I met Oliver at my first job in a small office in Manchester. Fresh out of university, I was young, naive, completely green. Oliver took me under his wing straight away—helped me navigate tasks, explained the finer details, supported me. I was endlessly grateful, and my heart melted under his attention.
Soon, he started inviting me to lunch, giving me lifts home. The older colleagues whispered, “Watch yourself, Emily—Oliver’s a real charmer.” But I brushed it off. I thought they were just jealous. To me, he was perfect—kind, caring, the best man I’d ever known. I fell in love, and by the way he looked at me, I thought he felt the same. A year later, Oliver proposed. Without hesitation, I said yes. We married and moved into my flat—a gift from my parents before the wedding.
At first, it was like a fairy tale. Then I got pregnant and went on maternity leave. Soon after, a second pregnancy. Two children, sleepless nights, endless responsibilities. I changed—gained weight, swapped heels for slippers, traded bright dresses for cosy pyjamas. Who would see me at home, anyway? Oliver barely helped with the kids. I didn’t want to burden him—he worked hard, he was tired. I managed alone as best I could.
He started staying late, disappearing at weekends—business trips, “urgent matters.” He said it was all for us, and I believed him. Until a friend told me she’d seen Oliver in a restaurant with a young brunette—his new colleague. The daughter of some wealthy businessman, with a posh flat in Kensington and a luxury car. Oliver didn’t deny it. He admitted they’d been having an affair for six months, and he was leaving me for her. “This is your fault,” he spat. “You stopped being a woman. All you care about are nappies, baby food, and neighbourly gossip. She’s the real deal.”

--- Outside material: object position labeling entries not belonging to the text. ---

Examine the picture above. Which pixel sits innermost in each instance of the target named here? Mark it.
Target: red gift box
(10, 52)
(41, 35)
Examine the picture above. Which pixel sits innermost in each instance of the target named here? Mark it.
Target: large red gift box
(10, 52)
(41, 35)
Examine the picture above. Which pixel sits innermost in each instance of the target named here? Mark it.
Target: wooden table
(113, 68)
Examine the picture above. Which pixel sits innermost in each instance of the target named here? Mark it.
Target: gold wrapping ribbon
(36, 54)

I was shattered. “And what about me being the mother of your children? Carrying this house on my back, sleepless nights when they’re ill?” I screamed. But he didn’t care. She hadn’t given birth, hadn’t “ruined” her figure—she slept with a face mask while I rocked the pram. Oliver packed his things and left, abandoning me with two babies and a broken heart.
It was a betrayal that nearly broke me. I didn’t eat, didn’t sleep, didn’t want to live. Thank God for my mother—she took the children while I pieced myself back together. I realised: for my sons, I had to stand up. Oliver wasn’t worth my tears.
Time passed. I got the boys into nursery, found a new job—I couldn’t return to the old office, where every corner reminded me of him. I lost weight, grew stronger, started living again. Then, like a bolt from the blue, Oliver reappeared.
Not once had he called, not once asked about the boys. He sent pitiful child support—that was it. His mother, Margaret, barely reached out, only checking in occasionally. My parents were my only support. Without them, I’d have drowned. And now, just as my life finally settled, he turned up.
I decided: for the boys, he could visit—he was their father. But the moment he arrived, it was clear he didn’t care about them. He asked about *me*—was I seeing someone, how was my life. Then the charm switched on, the smirks, the flirting. I was stunned. “If you want to see your sons, come,” I snapped. “But I don’t need your idea of ‘happiness’.” I lied, said I had someone new, that life was wonderful. And guess what? Oliver vanished, as if he’d never been here. The boys stopped mattering again.
Now his mother calls. Daily lectures: “He’s changed, he wanted to fix things, and you ruined it, deprived your sons of their father!” I learned the truth—his “love” had dumped him for someone richer. Nowhere left to go. Margaret didn’t want him back—she had “her own life.” So, they remembered us, thought they’d “fix the family.”
But I’m not a fool. That kind of “happiness” isn’t for me. I’ve already stepped on that rake—I won’t do it again. My sons deserve better than a father who’d betray them. What would you do? Forgive him for their sake? Or agree—better no father than one like him?